Replacing Parameters with Preferences: Federated Alignment of Heterogeneous Vision-Language Models
VLMs have broad potential in privacy-sensitive domains such as healthcare and finance, yet strict data-sharing constraints render centralized training infeasible. FL mitigates this issue by enabling decentralized training, but practical deployments face challenges due to client heterogeneity in computational resources, application requirements, and model architectures. We argue that while replacing data with model parameters characterizes the present of FL, replacing parameters with preferences represents a more scalable and privacy-preserving future. Motivated by this perspective, we propose MoR, a federated alignment framework based on GRPO with Mixture-of-Rewards for heterogeneous VLMs. MoR initializes a visual foundation model as a KL-regularized reference, while each client locally trains a reward model from local preference annotations, capturing specific evaluation signals without exposing raw data.
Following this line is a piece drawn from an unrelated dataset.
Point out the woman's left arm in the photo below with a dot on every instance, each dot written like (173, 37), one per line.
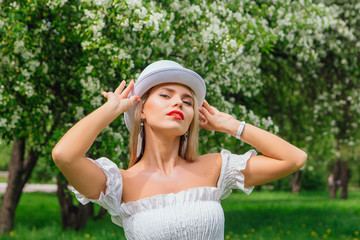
(279, 158)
To reconcile heterogeneous rewards, we introduce a routing-based fusion mechanism that adaptively aggregates client reward signals. Finally, the server performs GRPO with this mixed reward to optimize the base VLM. Experiments on three public VQA benchmarks demonstrate that MoR consistently outperforms federated alignment baselines in generalization, robustness, and cross-client adaptability. Our approach provides a scalable solution for privacy-preserving alignment of heterogeneous VLMs under federated settings.